Mason nickte. Die mechanische Grimasse, die er kurz zuvor noch getragen hatte, wich einem schiefen Grinsen. »Okay. Danke, Freeman. Du bewahrst mich immer wieder vor Gespött. Wenn ich meinen nervigen Partner um Hilfe bitte, will er immer zuerst seinen Senf dazugeben. Computer sind nicht für jeden einfach.«

»Stimmt. Also, was ist los?«, wollte Free wissen. Er hatte bereits die Kontrolle über Masons Maus und öffnete seinen Dateiexplorer, denn in neun von zehn Fällen hatte Mason eine Datei verloren.

»Ich habe alle Notizen des Klienten zum Fall Silvia in einer Datei gespeichert und die Notizen des Vernehmungsbeamten in einem separaten Ordner, und jetzt sind beide weg.« Mason drückte wiederholt mit dem Finger auf die ESC-Taste und knurrte den Monitor an, als wäre er sein Feind.

Free legte sanft seine Hand auf die des Officers und besänftigte seine Wut. »Ganz ruhig. Das wird nicht helfen. Erinnerst du dich, was ich letztes Mal gesagt habe? Wenn du dich überfordert fühlst, atme einfach tief durch und schick mir eine Memo.«

Mason lachte. »Du würdest es bald satthaben, wenn diese Nachrichten jede Stunde auf deinem Bildschirm auftauchen wie von einem nervigen Messenger-Junkie. Außerdem glaube ich nicht, dass es God gefallen würde, wenn ich dich ständig von seiner Abteilung abziehe.«

»Wenn ich nicht an meinem Schreibtisch gebraucht werde, habe ich viel Zeit, also mach dir keine Sorgen. Schick mir einfach eine Nachricht mit deinem Problem. Ich kann mich per Fernzugriff auf dein Terminal darum kümmern, ohne aufstehen zu müssen.«

»Ernsthaft?« Mason grinste.

Er ist einfach zu süß.

Aus irgendeinem Grund fand Free Männer, die mit der Technik auf Kriegsfuß standen, liebenswert.

»Ja, klar. Wenn Cox Cable das kann, warum nicht auch ich?« Free lachte und holte die Datei zurück, die Mason in einem anderen Ordner abgelegt hatte, direkt unter dem, in dem er sie ablegen wollte. »Aber sag es niemanden. Ich tue das nur für dich, damit du nicht denkst, du würdest mich ständig von der Arbeit abhalten.«

»Du bist ein cooler Typ.« Mason klopfte Free auf die Schulter und hielt ihm eine Hand hin, als hätten sie eine geheime Abmachung.

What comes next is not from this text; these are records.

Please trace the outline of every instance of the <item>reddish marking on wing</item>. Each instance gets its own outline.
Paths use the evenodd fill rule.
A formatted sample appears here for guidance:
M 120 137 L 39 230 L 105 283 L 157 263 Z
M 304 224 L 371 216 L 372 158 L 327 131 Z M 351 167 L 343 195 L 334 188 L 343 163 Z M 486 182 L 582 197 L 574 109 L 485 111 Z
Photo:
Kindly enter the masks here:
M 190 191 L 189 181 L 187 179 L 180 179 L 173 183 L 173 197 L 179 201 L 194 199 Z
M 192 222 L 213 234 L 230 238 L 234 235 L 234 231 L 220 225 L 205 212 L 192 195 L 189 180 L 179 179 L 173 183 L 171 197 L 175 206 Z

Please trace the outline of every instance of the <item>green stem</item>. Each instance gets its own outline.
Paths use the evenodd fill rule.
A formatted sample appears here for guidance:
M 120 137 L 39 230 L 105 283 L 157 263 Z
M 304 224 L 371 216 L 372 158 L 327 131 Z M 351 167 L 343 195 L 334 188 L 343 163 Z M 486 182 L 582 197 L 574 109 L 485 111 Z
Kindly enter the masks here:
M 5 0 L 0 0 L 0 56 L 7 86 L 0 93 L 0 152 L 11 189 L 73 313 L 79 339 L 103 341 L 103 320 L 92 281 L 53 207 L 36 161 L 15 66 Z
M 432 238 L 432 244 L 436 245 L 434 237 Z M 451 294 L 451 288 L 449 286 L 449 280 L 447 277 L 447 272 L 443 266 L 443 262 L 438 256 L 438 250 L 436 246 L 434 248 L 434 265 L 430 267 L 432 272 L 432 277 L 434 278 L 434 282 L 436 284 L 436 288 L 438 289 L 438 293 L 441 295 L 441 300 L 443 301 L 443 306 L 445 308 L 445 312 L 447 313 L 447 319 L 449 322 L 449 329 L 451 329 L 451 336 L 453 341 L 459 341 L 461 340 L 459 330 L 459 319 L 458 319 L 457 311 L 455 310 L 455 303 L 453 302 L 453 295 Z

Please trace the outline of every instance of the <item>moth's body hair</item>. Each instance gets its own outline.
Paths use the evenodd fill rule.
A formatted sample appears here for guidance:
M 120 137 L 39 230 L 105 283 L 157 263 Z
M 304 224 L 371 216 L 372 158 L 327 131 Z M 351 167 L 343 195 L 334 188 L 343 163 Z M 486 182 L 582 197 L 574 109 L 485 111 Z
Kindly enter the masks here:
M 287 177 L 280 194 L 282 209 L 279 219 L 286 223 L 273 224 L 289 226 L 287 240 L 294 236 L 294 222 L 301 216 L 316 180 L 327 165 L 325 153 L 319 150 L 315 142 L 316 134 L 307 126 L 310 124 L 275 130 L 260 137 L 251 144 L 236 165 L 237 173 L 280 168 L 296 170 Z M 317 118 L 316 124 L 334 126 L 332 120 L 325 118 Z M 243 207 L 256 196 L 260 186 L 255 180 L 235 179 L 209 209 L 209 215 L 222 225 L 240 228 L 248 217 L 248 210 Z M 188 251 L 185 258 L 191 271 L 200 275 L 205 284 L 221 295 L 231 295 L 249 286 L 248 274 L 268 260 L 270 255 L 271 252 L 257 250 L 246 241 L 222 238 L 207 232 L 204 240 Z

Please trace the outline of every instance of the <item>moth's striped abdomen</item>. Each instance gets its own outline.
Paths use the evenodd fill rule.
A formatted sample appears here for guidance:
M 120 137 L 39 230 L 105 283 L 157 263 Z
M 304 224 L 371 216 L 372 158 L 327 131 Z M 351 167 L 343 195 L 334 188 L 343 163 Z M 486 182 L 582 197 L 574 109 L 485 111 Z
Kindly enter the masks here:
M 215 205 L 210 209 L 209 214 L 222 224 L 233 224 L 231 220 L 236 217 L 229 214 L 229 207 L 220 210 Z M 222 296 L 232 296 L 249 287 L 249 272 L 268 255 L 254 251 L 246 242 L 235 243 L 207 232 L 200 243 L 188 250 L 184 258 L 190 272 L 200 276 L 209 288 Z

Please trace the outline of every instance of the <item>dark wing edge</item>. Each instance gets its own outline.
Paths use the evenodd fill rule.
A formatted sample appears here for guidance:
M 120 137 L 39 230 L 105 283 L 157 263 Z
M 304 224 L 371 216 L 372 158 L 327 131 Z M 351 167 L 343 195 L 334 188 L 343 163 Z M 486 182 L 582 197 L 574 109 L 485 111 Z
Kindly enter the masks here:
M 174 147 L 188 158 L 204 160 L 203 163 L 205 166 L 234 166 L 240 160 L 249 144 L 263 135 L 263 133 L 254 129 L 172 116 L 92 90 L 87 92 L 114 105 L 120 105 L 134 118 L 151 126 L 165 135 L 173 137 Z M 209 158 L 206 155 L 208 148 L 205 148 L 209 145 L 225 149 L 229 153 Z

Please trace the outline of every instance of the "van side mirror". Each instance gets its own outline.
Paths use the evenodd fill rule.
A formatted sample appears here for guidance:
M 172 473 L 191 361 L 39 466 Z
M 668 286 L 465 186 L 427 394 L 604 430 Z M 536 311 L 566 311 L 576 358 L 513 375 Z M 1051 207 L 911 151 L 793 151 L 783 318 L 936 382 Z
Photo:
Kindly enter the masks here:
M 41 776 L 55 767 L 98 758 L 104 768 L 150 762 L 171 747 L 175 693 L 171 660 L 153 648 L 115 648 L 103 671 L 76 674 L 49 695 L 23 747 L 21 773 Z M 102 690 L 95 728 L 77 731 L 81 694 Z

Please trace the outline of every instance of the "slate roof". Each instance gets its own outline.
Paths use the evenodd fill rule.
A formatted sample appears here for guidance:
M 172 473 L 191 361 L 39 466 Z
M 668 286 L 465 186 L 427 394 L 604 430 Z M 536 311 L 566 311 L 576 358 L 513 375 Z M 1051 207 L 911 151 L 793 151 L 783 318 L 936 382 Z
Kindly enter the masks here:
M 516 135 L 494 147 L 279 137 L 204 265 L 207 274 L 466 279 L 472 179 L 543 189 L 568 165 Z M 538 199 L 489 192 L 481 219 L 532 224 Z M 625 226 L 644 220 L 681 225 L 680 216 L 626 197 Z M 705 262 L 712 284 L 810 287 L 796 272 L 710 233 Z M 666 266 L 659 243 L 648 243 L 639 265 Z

Free kicherte und stieß ihre Fingerknöchel zusammen. »Ähm, du bist auch ein cooler Typ, Mason.«

Wer sagt denn so etwas?

»Wenn du jetzt die Silvia-Akte öffnest, sollten alle Notizen und Unterordner darin zu finden sein.«

»Ja!«, jubelte Mason. Sein strahlendes Megawattlächeln kehrte zurück. »Du hast mir gerade zwei Tage unnötige Arbeit erspart, Free.«

»Oh nein. Freeman, du musstest tatsächlich rüberkommen und diesem Idioten schon wieder helfen? Jemand soll Mason mal das Buch ‚Windows für den Dümmsten der Dummen‘ besorgen!«, rief Masons Partner quer durch das Büro und stupste ihn im Vorbeigehen an.

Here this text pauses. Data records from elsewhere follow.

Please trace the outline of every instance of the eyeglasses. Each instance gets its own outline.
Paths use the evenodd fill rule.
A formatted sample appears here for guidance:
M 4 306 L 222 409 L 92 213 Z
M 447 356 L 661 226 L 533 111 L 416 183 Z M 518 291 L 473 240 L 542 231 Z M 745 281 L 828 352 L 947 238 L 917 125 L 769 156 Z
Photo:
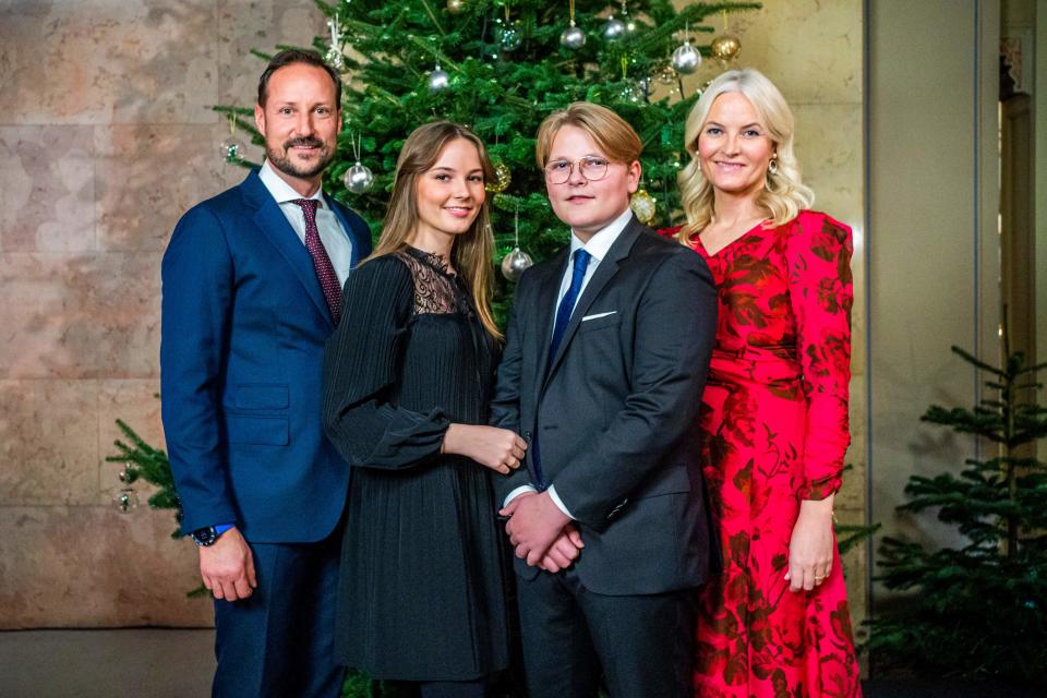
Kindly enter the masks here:
M 590 182 L 595 182 L 607 176 L 607 166 L 610 163 L 602 157 L 588 155 L 575 163 L 570 160 L 553 160 L 545 165 L 545 179 L 550 184 L 564 184 L 570 179 L 570 173 L 575 171 L 575 165 L 578 171 Z

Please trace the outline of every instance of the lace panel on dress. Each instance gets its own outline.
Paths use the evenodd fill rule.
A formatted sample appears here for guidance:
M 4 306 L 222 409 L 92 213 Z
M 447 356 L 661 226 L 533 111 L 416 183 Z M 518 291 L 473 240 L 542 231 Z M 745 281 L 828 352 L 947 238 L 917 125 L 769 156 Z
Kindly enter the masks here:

Free schüttelte den Kopf, während Mason abwinkte. »Alles in Ordnung?«

»Ja. Danke, Free. Du hast mir eine Menge Zeit erspart.«

Free schob sich durch das Gedränge an Schreibtischen und winkte Mason und seinem Partner zum Abschied zu. Er ging in den Pausenraum, um sich einen Snack zu holen, bevor er an seinen Arbeitsplatz zurückkehrte. Er freute sich darauf, an dem neuen Gerät weiterzubasteln, an dem er gearbeitet hatte. Sobald die vier Vollstrecker des Rauschgiftdezernats zurückkehrten, würden sie stundenlang in den Vernehmungsräumen sein, sodass er nichts Dringendes zu tun hatte. Er liebte diese Zeit für sich, in der er nichts als das System, das er an seine speziellen Bedürfnisse angepasst hatte, und ungestörte Ruhe hatte.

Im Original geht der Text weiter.